Тэрнер подчеркнуто старательно сложил листок и положил его на стол.

– Великолепно, не правда ли? – проронил он. – Что-то они там ещё выкинут?

Вэллери приподнялся на кушетке, не замечая крови, которая извилистой струйкой сбегала у него из уголка рта. Лицо его, было спокойно и неподвижно.

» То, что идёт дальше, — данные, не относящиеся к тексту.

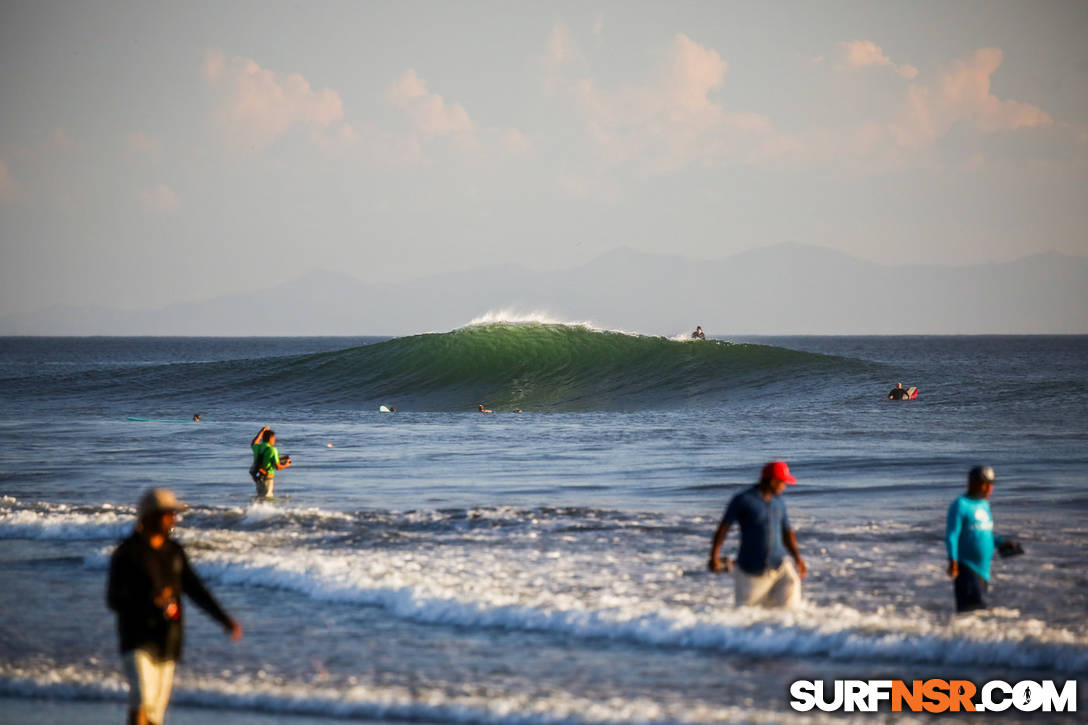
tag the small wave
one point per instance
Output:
(503, 358)
(258, 692)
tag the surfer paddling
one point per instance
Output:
(900, 393)
(764, 576)
(266, 462)
(149, 572)
(968, 537)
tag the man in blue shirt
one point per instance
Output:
(764, 576)
(968, 537)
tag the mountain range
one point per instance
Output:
(781, 290)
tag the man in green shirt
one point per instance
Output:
(266, 462)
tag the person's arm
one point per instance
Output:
(715, 564)
(791, 545)
(195, 589)
(952, 528)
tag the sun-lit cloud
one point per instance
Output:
(560, 46)
(8, 185)
(160, 198)
(517, 143)
(258, 106)
(961, 95)
(431, 114)
(670, 119)
(141, 144)
(852, 54)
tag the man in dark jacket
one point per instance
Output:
(149, 572)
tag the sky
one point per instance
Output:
(153, 152)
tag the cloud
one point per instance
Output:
(160, 198)
(517, 143)
(854, 54)
(258, 106)
(8, 185)
(694, 71)
(560, 46)
(670, 119)
(141, 144)
(431, 114)
(962, 96)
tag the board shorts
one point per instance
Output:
(969, 588)
(149, 683)
(779, 587)
(263, 482)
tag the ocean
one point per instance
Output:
(441, 565)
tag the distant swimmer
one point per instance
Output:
(149, 572)
(969, 540)
(764, 576)
(900, 393)
(266, 462)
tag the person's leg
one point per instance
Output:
(159, 695)
(262, 482)
(134, 664)
(968, 588)
(750, 589)
(786, 591)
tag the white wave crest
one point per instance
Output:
(476, 590)
(256, 691)
(512, 316)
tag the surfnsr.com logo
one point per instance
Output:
(932, 696)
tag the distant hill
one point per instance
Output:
(781, 290)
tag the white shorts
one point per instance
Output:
(780, 588)
(149, 683)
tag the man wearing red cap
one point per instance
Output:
(764, 576)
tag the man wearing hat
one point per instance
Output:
(764, 576)
(968, 537)
(149, 572)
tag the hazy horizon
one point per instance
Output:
(155, 155)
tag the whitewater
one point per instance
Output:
(442, 565)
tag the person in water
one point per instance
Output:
(149, 572)
(266, 462)
(764, 576)
(969, 540)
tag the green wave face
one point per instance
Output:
(544, 367)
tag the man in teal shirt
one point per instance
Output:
(266, 462)
(969, 540)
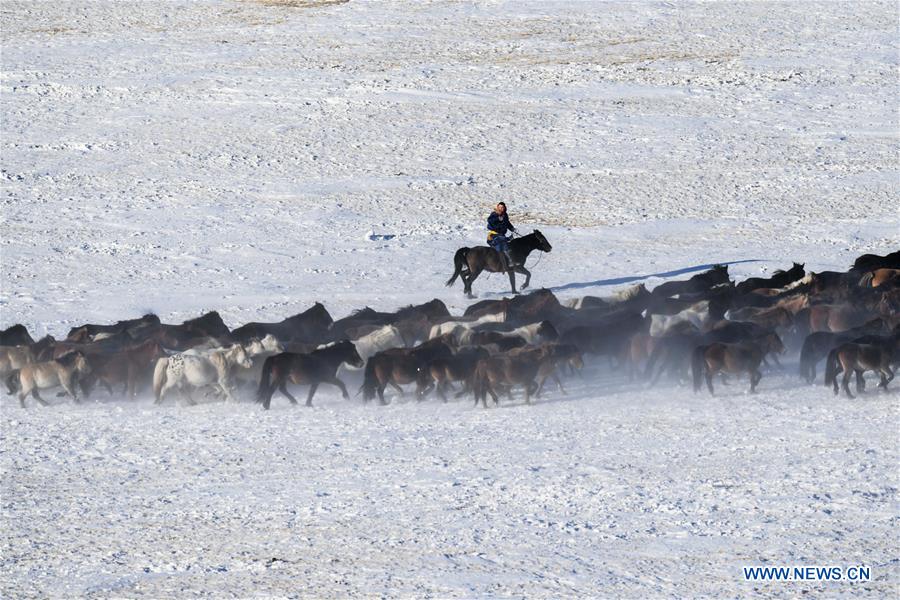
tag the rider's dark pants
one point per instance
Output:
(501, 244)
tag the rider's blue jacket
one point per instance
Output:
(498, 224)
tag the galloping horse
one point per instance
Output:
(470, 262)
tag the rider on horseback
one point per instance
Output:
(498, 224)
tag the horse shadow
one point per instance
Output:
(633, 278)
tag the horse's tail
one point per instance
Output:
(806, 360)
(13, 383)
(698, 365)
(831, 367)
(266, 387)
(370, 381)
(159, 376)
(459, 261)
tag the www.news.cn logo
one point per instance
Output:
(807, 573)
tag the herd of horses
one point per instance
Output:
(690, 331)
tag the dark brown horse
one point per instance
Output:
(318, 367)
(778, 280)
(858, 358)
(700, 282)
(413, 321)
(818, 344)
(870, 262)
(309, 326)
(731, 358)
(459, 367)
(401, 366)
(528, 367)
(470, 262)
(17, 335)
(84, 333)
(130, 368)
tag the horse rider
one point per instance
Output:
(498, 225)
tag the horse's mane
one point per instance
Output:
(68, 359)
(628, 293)
(210, 316)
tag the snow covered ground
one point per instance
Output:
(248, 156)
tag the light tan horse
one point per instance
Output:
(64, 371)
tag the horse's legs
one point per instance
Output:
(283, 389)
(521, 269)
(37, 396)
(185, 392)
(66, 382)
(755, 376)
(777, 362)
(312, 390)
(340, 385)
(473, 275)
(845, 382)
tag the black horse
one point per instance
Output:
(470, 262)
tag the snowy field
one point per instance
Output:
(253, 157)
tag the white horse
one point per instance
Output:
(696, 314)
(64, 371)
(372, 343)
(185, 371)
(457, 328)
(259, 351)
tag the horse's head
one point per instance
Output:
(350, 355)
(319, 311)
(80, 362)
(547, 331)
(543, 244)
(773, 343)
(719, 273)
(240, 356)
(271, 344)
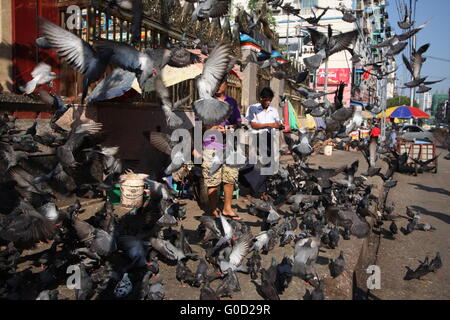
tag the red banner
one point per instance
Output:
(335, 76)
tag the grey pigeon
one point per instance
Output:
(213, 111)
(230, 284)
(210, 9)
(337, 266)
(115, 84)
(76, 137)
(41, 74)
(77, 52)
(173, 121)
(305, 255)
(144, 64)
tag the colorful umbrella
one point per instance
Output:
(404, 112)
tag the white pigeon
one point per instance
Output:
(41, 74)
(123, 287)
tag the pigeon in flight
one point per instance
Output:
(315, 19)
(78, 53)
(210, 9)
(41, 74)
(143, 63)
(210, 110)
(406, 23)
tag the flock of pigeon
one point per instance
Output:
(119, 257)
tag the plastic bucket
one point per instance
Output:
(114, 195)
(132, 190)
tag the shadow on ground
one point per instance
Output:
(430, 189)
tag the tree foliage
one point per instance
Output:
(400, 101)
(253, 4)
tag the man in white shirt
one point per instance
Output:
(263, 118)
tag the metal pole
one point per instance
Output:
(383, 106)
(325, 86)
(287, 38)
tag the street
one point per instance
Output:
(430, 194)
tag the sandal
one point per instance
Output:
(235, 218)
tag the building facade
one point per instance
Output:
(426, 101)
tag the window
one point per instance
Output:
(308, 4)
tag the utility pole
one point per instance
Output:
(413, 48)
(325, 85)
(287, 37)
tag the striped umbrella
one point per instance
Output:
(404, 112)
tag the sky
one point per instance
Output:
(437, 33)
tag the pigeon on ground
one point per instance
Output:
(337, 266)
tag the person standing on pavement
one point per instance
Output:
(226, 174)
(263, 119)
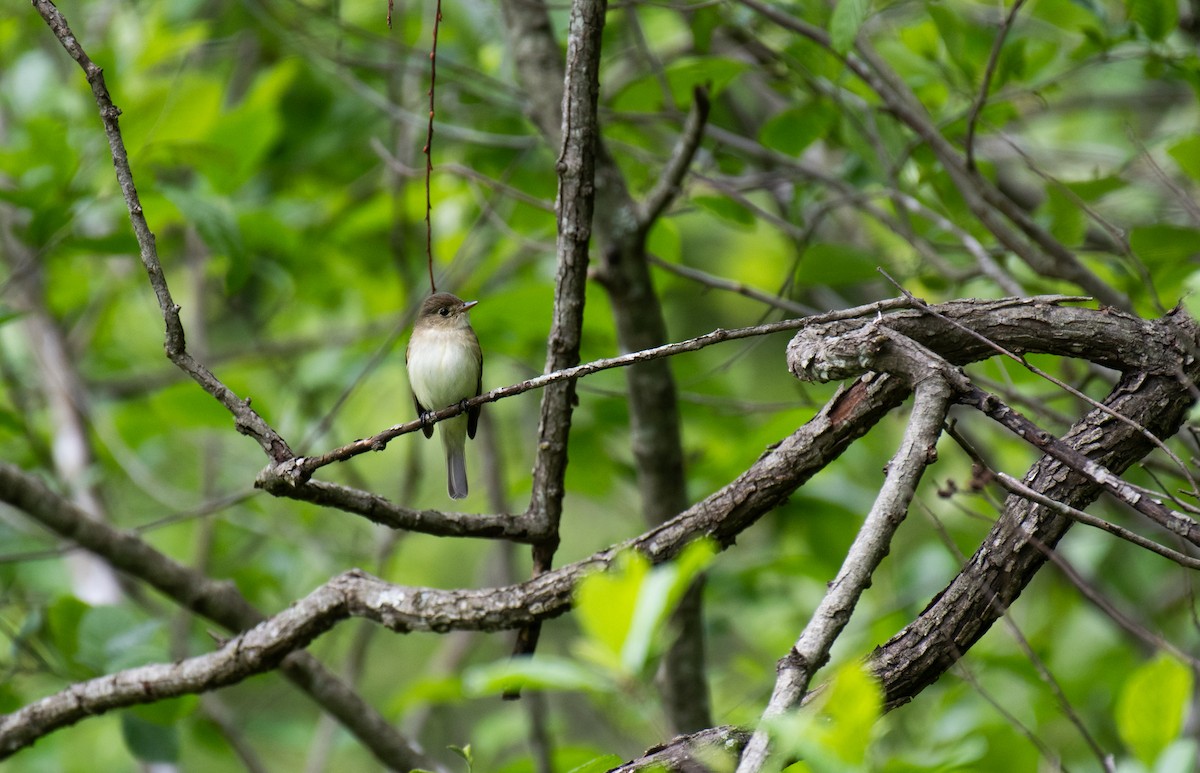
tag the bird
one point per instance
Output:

– Пожалуй, я теперь выпью этот стакан, Брукс, если не возражаете, – сказал он без всякого волнения. – «Тирпиц». «Тирпиц». – Он устало, словно во сне, помотал головой. «Тирпиц» – название этого линкора каждый произносил с каким-то тайным трепетом и страхом – слово, которое в течение последних лет целиком владело умами стратегов, разрабатывавших операции в Северной Атлантике. Наконец-то он выходит из базы, этот бронированный колосс, родной брат линкора, одним свирепым ударом поразившего насмерть крейсер «Худ», который был любимцем всего британского флота и считался самым мощным кораблем в мире. Разве устоял бы против него их крохотный крейсер с броней не крепче ореховой скорлупки?.. Он снова покачал головой – на этот раз сердито – и заставил себя вернуться к насущным нуждам.

– Что ж, господа, время всякой вещи под небом. И «Тирпиц» – одна из них. Когда-нибудь это должно было случиться. Нам не повезло. Приманка была слишком близка, слишком аппетитна.

– Мой юный коллега будет вне себя от восторга, – мрачно проговорил Брукс. – Наконец-то увидит настоящий линейный корабль.

– Вышел с заходом солнца, – вслух размышлял Тэрнер. – С заходом.

Господи Боже! – воскликнул он. – Даже если учесть, что ему придется пройти весь фьорд, он настигнет нас через четыре часа.

– Вот именно, – кивнул Вэллери. – Уходить на север тоже нет смысла. Нас догонят, прежде чем мы приблизимся хотя бы на сотню миль к нашим.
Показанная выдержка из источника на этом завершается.